Avoiding Barrani, however, was not an option.

The Lord of the West March and what remained of his soldiers formed up at the front—and the rear—of the delegation. To either side, what was left of the party that had set out from the High Halls walked in single file. Kaylin wasn’t given the option of choosing her position in that delegation: she was wearing a very fine, obviously magical, green dress, and the dress demanded respect, even if the wearer didn’t.

Travel, some idiot in her office had said, is fun.
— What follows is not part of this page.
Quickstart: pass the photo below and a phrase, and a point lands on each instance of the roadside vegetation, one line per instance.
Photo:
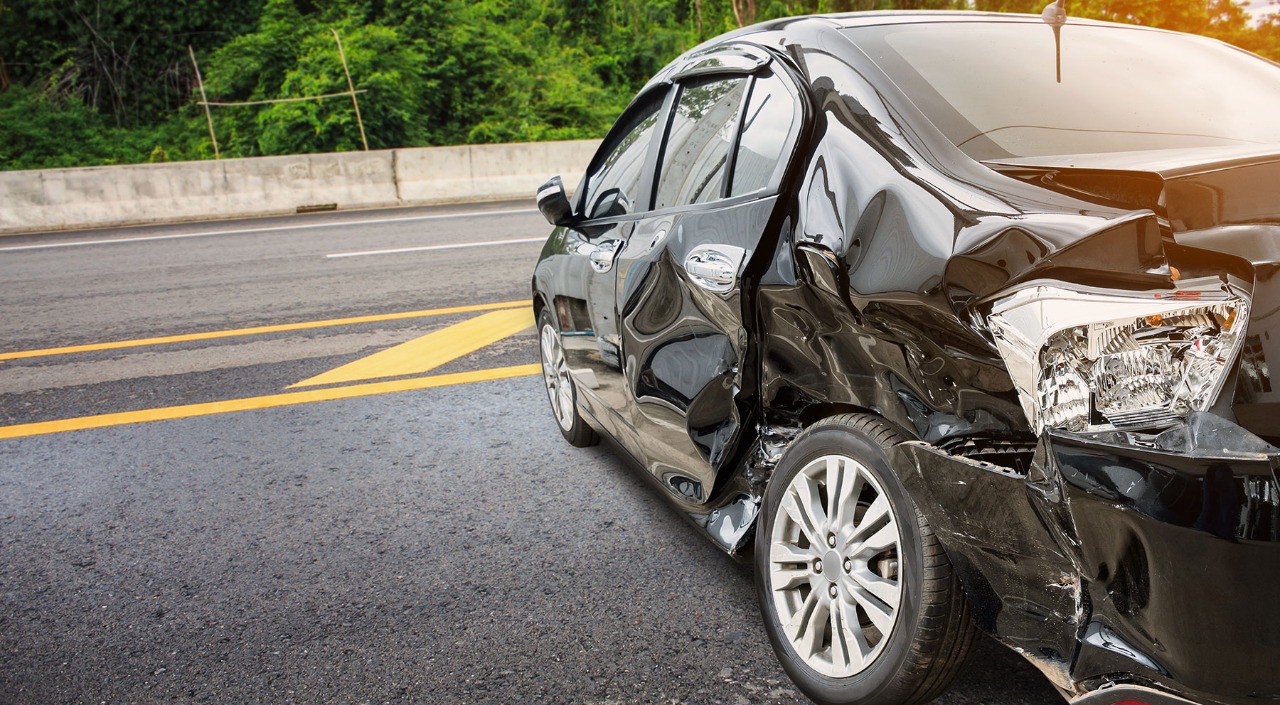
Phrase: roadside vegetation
(94, 82)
Kaylin, surrounded by somber, tense—and deeply blue-eyed Barrani—had a few words to say about that. Teela made clear she could say them with her mouth shut. So Kaylin, navigating forest, footpaths, and a plague of blood-drinking, buzzing insects, began to make a list. It was, in her mind, titled Things Not to Do if You Want to Have Fun During Your Involuntary Leave of (Probably Unpaid) Absence.

First on the list: avoid making deals for crucial information with a fieflord. Even if the Halls of Law were desperate for that information. The particular fieflord in question, Lord Nightshade, didn’t seem to have any trouble navigating the forest, and the insects avoided him. He wore a tiara with an emerald at its peak, and robes that looked ridiculously fine in comparison to the practical Barrani armor that almost everyone else was wearing. She added a corollary to the first point: do not agree to attend a religious rite in the West March without first ascertaining that the fieflord in question did not also plan to attend.

Second on the list: do not travel with the Barrani High Court. It had seemed both convenient and smart to accept their offer of transportation; after all, the Barrani knew where they were going. Kaylin didn’t. Her knowledge of Elantran streets was second to none—or close—but the West March wasn’t in Elantra. At the time, because she’d had no idea how to reach the West March, getting there on her own had seemed impossible.

Impossible couldn’t be worse than this. She slapped her arm and squashed an insect. The chill in the air, as she smeared insect body across the sleeve of her incredibly important ceremonial dress, could have frozen moving water.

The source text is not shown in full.